South Korea to US: Welcome to our world
Posted August 9
The last 24 hours have seen a rapid ramping-up of the rhetoric coming out of the White House toward North Korea's rogue regime. "They will be met with fire, fury and frankly power the likes of which this world has never seen before," President Trump warned late Tuesday, just hours after reports surfaced that North Korea had developed a miniaturized nuclear warhead. The possibility of war on the Korean peninsula suddenly seemed much more real. I reached out to Elise Hu, NPR's Asia correspondent, who is based in Seoul for an on-the-ground perspective of the situation. (Make sure to check out her amazing "Elise Tries" video series here.) Our conversation, conducted via email and lightly edited for flow, is below.
Cillizza: In the last 48 hours, it feels like the likelihood of a war on the Korean peninsula has surged. Does it feel that way in South Korea?
Hu: In a word, "nope." When we interviewed some folks around town today of different ages, the response from younger people - twenties and thirties - was sometimes, "What Trump statement are you talking about?"
South Koreans are news savvy and have certainly seen many headlines, but fiery rhetoric - especially from North Korea - is something everyone here is used to. This is a country that's lived under the existential threat of North Korea for decades, so the new ICBM capabilities and the war of words that Americans are getting tense about doesn't translate over here in the same way.
On Korean Twitter today, the trending topic was the possibility of an extra week of summer break.
Cillizza: How politically active/aware of Trump is the population? And what is their view of his handling of Kim Jong Un in particular?
Hu: It's a very politically active population. I mean, just a few months ago, South Koreans showed up in the literal MILLIONS to peacefully protest their president in the streets, which led to her historic impeachment and removal from office.

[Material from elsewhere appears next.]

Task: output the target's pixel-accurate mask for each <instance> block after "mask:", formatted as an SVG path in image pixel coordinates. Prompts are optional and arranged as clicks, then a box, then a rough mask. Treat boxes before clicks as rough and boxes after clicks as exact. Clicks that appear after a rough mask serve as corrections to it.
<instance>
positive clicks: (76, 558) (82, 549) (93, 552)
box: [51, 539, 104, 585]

They sure know who Trump is. And since South Koreans, in general, are more familiar and used to the Kim regime than they are to Donald Trump, it's Trump's actions that are causing concern (albeit mild concern). It's weird (and a new thing in the Trump era) that they're more wary of the leader of their American ally than the leader of its unruly neighbor. (The US and South Korea are part of an "ironclad" security alliance, we're constantly reminded.)

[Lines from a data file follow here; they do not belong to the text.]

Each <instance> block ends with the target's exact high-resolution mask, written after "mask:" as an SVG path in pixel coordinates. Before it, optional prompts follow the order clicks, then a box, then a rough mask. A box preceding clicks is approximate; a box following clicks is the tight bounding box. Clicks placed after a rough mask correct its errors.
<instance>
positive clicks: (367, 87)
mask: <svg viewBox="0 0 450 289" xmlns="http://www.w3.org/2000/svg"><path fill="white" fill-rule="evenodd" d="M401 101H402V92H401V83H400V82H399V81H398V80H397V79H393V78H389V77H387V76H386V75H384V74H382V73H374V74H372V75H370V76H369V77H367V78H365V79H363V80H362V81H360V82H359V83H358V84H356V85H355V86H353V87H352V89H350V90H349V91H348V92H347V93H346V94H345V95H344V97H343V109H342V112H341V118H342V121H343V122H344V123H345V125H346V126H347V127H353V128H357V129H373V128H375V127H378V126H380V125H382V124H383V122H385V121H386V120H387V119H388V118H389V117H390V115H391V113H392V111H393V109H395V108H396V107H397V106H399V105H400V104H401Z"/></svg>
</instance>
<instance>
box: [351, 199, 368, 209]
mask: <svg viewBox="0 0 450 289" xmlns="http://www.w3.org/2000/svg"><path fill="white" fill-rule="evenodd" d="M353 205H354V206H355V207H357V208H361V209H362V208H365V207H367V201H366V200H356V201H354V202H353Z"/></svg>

I've interviewed several people who say they see Trump as an irrational figure who is out to prove something, and that despite Kim Jong Un's goals being consistent, the worry is Trump could push KJU to make an irrational decision, too.
President Moon Jae-In, who just took office in May, stressed with Trump in a phone call on Monday that he really wants to see a peaceful, diplomatic resolution to the North Korea issue. The line from the Blue House (the presidential administration here) is constantly stressing diplomacy over military action. But I should mention every once in awhile I meet a baby boomer-aged cab driver from the far right of the political spectrum (hawkish) who tells me he would welcome a pre-emptive strike on North Korea, damn the consequences!
Cillizza: What is the perception of Kim in South Korea? Active danger? Joke? Neither? Both?
Hu: More of a joke than an active threat. One thing my local producer here tells me is that Koreans often don't even use Kim Jong Un's last name when they refer to him, which is a real sign of disrespect in the Korean language. They call him "Jong-un-ee," a colloquialism to signify he's an irritating child that they're overly familiar with.
Cillizza: Finish this sentence: "If you stopped the average South Korean on the street tonight and asked them about the US and North Korea, they would say ____________." Now, explain.
Hu: We did stop a few South Koreans on the street, so I'm glad you asked! They say either "active war is still highly unlikely" or "I'm not really paying attention to politics, sorry."
I think the confidence about our/their continuing existence comes from living under the same threat and provocation cycle for so long, and the belief that cooler heads will ultimately prevail. Hopefully they are right and there won't be any blunders, you know what I'm saying?
Anyway I'm headed to Guam in a few hours so I guess I'm not that fearful a strike is imminent.